If convicted, most of the defendants face life in prison. Some of the attacks attributed to November 17, such as the 1975 assassination of CIA station chief Richard Welch, are not included in the indictment because Greece has a 20-year statute of limitations.

Giotopoulos has been indicted on 1,000 counts. They include involvement in murder, attempted murder, a bombing attack and attempted bombing as well as two robberies. Giotopoulos has denied the charges.

Another November 17 figure, Dimitris Koufontinas, has been charged with 84 counts and Savvas Xeros, regarded as the group's leading assassin, with 78 counts.
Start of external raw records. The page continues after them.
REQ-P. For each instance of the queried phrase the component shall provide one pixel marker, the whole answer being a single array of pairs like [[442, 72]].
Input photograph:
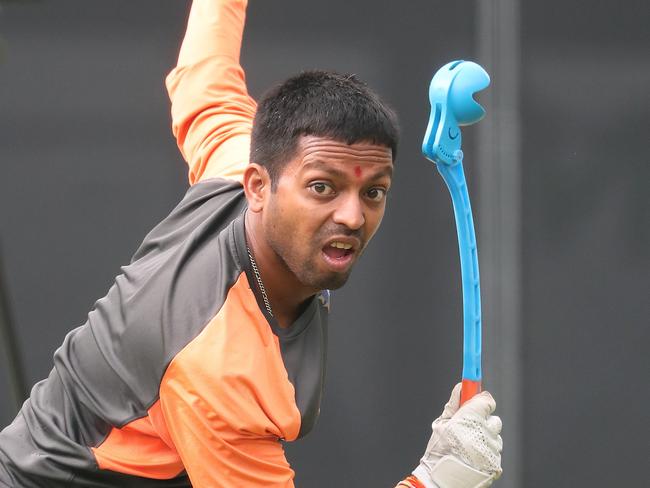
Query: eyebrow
[[320, 165]]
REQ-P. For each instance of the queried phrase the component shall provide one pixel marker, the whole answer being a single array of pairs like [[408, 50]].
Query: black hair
[[323, 104]]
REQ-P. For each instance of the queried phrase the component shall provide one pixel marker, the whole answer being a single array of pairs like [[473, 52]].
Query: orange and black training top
[[180, 377]]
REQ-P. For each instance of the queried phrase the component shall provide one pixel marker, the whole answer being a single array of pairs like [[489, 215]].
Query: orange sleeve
[[227, 401], [212, 112]]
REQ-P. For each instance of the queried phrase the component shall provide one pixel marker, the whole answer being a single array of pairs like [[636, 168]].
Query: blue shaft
[[454, 177]]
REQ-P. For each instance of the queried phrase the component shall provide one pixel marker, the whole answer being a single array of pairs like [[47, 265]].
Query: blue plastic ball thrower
[[452, 106]]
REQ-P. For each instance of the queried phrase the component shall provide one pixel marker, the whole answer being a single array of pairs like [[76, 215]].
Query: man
[[209, 349]]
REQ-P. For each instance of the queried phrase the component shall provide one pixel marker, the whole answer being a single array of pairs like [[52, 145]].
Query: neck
[[286, 294]]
Both men are accused of being responsible for most of the killings by November 17.

The trial of 19 defendants is expected to disclose new details of the 28-year insurgency campaign in Greece by November 17. The group is said have been responsible for more than 100 attacks since 1975, including bombings and assassinations of British, Turkish and U.S. diplomats.

Families of the victims are hoping the trial will discuss the failure of Greek authorities to arrest any November 17 suspect until July 2002. Greek parliamentarian Alexandros Lykourezos has intimated that November 17 could have enjoyed protection from sympathizers within Greece's left-wing governments.

"I think the question of why nothing happened for 27 years needs to be investigated, to find out if there are people responsible for that," Lykourezos said.

Some Greek analysts believe the arrests of November 17 suspects was motivated by the Olympic Games in Athens scheduled for 2004. The analysts said Greek leaders had concluded that without a strong public effort against terrorism many countries would stay away from the Olympic Games.